That against that blockade as well as for the destruction of English commerce you are making use of your amazingly perfected submarines appears to me entirely justified, so long as in that use you keep within the limits of legitimate warfare. Nor do I deny that England, in certain respects, has arbitrarily and it seems rather fatuously interfered with the rights of neutrals; that she has employed against you some irritating measures of petty and apparently purposeless chicanery and given you cause for resentment by certain vindictive and perhaps unfair provisions and procedures enacted at the very start of the war against German firms and German interests within English jurisdiction.
It must also, I believe, be admitted that you were justified in looking upon some of the boastful edicts of Winston Churchill, with reference to the conduct of English merchant vessels, as provocations which gave you legitimate ground for retaliation within recognized limitations.
But that Germany should have used these provocations and this phrase of "starvation warfare" as a basis for reprisals which actually do constitute warfare against women and children, is a blow in the face to the world's conscience.
Against England's infringements of the strict limits of neutral rights and against the subjecting of neutrals to certain unjust, irritating and rather senseless annoyances, America has not failed to protest. She has in several cases received satisfaction and acceptable assurances. She should, and, I have no doubt, she will insist firmly on her rights in the cases still under discussion. But—and that makes the vast difference between the English and German infractions of the rights of neutrals—in no single case have such acts on the part of England involved the sacrifice of a human life.

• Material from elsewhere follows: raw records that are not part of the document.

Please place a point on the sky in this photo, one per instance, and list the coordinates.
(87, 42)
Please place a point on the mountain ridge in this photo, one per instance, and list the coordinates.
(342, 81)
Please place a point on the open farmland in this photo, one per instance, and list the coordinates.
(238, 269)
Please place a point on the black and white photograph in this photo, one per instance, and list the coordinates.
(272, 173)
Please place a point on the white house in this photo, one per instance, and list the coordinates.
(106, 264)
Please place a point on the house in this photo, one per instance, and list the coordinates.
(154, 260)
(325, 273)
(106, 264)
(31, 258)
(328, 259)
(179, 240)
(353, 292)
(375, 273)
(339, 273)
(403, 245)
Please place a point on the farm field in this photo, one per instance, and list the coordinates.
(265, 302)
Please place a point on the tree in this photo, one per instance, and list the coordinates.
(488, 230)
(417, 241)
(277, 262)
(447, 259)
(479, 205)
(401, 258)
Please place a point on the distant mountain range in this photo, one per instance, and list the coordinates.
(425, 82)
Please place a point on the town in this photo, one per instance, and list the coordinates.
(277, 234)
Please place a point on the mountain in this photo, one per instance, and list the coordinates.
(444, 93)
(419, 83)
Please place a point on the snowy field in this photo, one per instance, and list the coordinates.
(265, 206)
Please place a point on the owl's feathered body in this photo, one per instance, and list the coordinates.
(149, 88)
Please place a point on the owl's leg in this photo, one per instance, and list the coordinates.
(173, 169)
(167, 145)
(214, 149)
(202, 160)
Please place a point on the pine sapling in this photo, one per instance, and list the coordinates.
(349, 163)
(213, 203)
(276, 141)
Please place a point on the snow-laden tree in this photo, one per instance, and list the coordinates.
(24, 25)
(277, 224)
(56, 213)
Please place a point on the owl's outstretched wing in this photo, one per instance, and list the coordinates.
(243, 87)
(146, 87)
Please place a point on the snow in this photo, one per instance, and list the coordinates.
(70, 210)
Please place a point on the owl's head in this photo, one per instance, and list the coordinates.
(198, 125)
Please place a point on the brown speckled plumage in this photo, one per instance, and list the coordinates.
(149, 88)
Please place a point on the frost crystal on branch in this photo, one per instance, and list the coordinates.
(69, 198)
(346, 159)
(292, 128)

You say that Germany is not responsible for the war. It is nevertheless a fact that it was Germany who first declared war. Perhaps it would have come even if not declared by Germany, but in that "perhaps" lies a fearful burden of responsibility.
You speak of the vast "Austro-German inferiority" in fighting men, as compared to France and Russia, which you had to counteract by rapidity and initiative of proceeding.
First, this inferiority of your 120 millions to the Franco-Russian 200 millions (the English, at that time, could not have entered into your reckoning) is not such a "vast" one, even on paper, when one considers how many millions of the Russians could not for many months be included in the reckoning, in consequence of the huge distances separating them from the scene of action.
Secondly, you had the enormous advantage of strategic railroads, which the Russians lacked.
Thirdly, you and the Austrians occupying contiguous territory and holding the inner lines were able to move your troops from East to West, and vice versa, as occasion demanded, while the Russians and French were separated and had to fight on the outer lines; and—
Fourthly, every one knows that in modern warfare far less depends on the number of men than on preparation, leadership and ammunition. And that in these respects the Russians certainly, and at the outset also the French, laboured under a "vast inferiority" is not open to question.